Small Dave, our dwarfish postman, passed me by. Passed through the allotment gates, passed along the path and passed into the distance. Safely.
I followed on.
I knew well the daddy’s allotment patch. For after all he often had me digging at it.
‘Manual labour is good for the soul,’ he had told me many times from the shelter of his allotment hut, where he sat comfily holding a glass whilst I toiled in the sun.
Squirrels and pigeons gossiped together, field mice nested, moles dug down below. Tomato plants rose up in splendour, rhubarb spread its leathern leaves, lettuces glowed bright beneath bell cloches. Brentford, some say, was once the Garden of Eden.
I took myself to the daddy’s patch, sought out the key from beneath the flowerpot, released the padlock, entered the daddy’s hut.

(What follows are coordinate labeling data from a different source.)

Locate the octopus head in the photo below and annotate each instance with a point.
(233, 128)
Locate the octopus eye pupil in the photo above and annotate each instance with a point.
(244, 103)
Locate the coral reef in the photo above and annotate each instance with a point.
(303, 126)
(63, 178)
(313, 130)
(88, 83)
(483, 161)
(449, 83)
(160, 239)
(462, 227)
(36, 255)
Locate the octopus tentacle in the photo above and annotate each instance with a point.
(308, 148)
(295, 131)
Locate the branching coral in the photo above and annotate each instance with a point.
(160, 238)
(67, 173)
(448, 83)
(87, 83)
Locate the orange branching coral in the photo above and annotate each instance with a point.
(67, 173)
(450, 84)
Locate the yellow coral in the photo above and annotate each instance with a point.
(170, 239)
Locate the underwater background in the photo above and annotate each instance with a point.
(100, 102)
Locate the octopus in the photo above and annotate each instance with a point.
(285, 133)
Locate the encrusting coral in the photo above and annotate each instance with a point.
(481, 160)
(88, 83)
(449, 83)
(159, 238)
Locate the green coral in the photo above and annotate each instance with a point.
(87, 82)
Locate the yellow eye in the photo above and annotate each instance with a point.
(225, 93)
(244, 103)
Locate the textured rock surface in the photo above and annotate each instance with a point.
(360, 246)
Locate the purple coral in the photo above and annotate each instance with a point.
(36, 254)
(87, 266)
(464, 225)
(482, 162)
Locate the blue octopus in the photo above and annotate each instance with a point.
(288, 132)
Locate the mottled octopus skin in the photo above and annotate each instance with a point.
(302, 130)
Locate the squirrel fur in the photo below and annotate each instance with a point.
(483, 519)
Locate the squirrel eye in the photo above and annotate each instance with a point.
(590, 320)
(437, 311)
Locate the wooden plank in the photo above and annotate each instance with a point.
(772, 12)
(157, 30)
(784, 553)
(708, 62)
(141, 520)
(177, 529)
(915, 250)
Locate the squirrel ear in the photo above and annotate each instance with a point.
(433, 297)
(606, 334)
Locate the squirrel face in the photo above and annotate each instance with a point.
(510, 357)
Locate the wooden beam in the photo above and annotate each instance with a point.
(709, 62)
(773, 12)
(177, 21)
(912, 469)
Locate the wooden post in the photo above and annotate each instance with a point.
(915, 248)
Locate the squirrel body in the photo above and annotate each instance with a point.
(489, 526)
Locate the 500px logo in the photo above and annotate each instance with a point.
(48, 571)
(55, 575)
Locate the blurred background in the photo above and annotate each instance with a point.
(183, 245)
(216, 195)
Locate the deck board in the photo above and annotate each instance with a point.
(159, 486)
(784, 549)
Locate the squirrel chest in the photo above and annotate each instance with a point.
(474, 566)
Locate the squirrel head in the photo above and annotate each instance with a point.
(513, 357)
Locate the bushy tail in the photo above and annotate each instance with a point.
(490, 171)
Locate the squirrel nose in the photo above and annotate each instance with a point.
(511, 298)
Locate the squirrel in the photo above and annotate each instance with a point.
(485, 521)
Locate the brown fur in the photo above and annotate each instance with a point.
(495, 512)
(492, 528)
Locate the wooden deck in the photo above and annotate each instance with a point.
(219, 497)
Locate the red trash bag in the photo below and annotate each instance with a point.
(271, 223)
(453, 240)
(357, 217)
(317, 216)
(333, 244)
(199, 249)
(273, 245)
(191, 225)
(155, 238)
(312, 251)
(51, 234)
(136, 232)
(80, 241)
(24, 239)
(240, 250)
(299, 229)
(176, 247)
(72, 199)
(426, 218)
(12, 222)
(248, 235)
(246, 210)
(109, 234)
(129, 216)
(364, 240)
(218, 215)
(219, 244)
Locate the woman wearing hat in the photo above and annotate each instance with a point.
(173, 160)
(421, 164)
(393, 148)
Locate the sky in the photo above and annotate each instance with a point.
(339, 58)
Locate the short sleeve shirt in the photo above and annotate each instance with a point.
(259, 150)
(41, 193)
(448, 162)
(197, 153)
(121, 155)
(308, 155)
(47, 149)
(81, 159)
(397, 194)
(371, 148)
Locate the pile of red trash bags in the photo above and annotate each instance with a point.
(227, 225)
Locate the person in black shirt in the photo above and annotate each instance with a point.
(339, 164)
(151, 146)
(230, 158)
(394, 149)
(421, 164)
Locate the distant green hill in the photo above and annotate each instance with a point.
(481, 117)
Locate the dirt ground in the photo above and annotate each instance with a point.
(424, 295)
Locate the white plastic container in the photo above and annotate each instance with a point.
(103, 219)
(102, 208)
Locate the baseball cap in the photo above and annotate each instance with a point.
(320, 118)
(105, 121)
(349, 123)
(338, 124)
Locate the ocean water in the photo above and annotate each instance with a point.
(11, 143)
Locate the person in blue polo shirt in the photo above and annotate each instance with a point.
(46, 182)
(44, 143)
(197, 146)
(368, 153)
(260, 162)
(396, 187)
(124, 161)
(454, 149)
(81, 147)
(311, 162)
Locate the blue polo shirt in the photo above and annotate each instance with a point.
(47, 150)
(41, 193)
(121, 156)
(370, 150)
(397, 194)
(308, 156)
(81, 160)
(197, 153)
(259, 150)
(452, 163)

Then said, ‘Gosh!’ very loudly.
For the normally neat and tidy hut was in some disarray.
Seed packets scattered, hoes displaced and the half a bag of solid cement, which adorned the daddy’s shed, as its fellows adorned others too numerous to mention, had been cast aside in a manner quite cavalier.
But it was not the untidiness that I found most upsetting, it was the spaceman’s body lying face down on the floor.
You could tell he was a spaceman at first glance. The silver boots, the silver gloves, the one piece silver suit. The silver helmet with the weather dome.
I looked aghast at the silveryness then turned my gaze towards the hut’s low ceiling.
Surely, I reasoned, if this spaceman has fallen from space, there should be a great big hole in the roof of this here hut.
But there was not.
And the hut had been locked from the outside.
Mystery upon mystery.
But.
I hastened to the prone and silver figure. Knelt and gently shook it at the shoulder.
‘Hello,’ I called. ‘Are you all right? Are you alive, or dead?’
The spaceman made a groaning sound.
‘Alive,’ I said. ‘I’ll fetch a glass of water.’
The spaceman mumbled som
ething, but it was difficult to tell quite what because he still had his weather dome screwed on tight to his space suit. I could not see any oxygen tanks though. The spaceman floundered and pointed to his head.
We struggled together and twisted off the silvery weather-domed helmet. There came a sigh of releasing air and then another sigh from the spaceman’s throat.
Then the spaceman turned onto his back and I looked down at his face.
I could not even manage a ‘gosh’, I was so thoroughly shocked.
The spaceman’s face was all but white, his nose was sharp, his mouth was small, his eyes were huge and golden. Here indeed was a man of space. Not a man of Earth.
I became a-feared and quite confused and felt indeed a pressing need for the toilet.
This was a man from another planet. Probably Mars, thought I, and having read The War of the Worlds several times, I knew that you can’t trust a Martian.
Blurted words came out of my mouth and I made haste to use them. ‘I have to run an errand for my mother,’ I said. ‘Goodbye and see you later,’ and I made for the door, those two short steps to freedom.
My progress however was halted by a silver-gloved hand that reached out and caught at my braces. Like all schoolboys of the day, I sported, even in the school holidays, that fashionable ‘braces-over-the-jumper’ look.
The spaceman held me fast.
‘My daddy is commander in chief of all the army,’ I cried out. ‘Unhand me now, or he’ll send tanks and have you blown up.’ I frantically tried to unbutton my braces, but it seemed as if Mother, in whatever wisdom she considered she possessed, had actually sewn my braces onto my trousers.
‘Your daddy is a carpenter,’ the spaceman calmly said.
I ceased to struggle and went, ‘Pardon me?’
‘I know your father very well.’ The spaceman’s mouth was rather strange. It had no lips and opened in a circle. ‘Your mum calls him Sauce and he calls her Mac and they both call you –’
‘I know what they call me,’ I said. ‘And it’s not my fault that I pooed my nappy a lot when I was a baby.’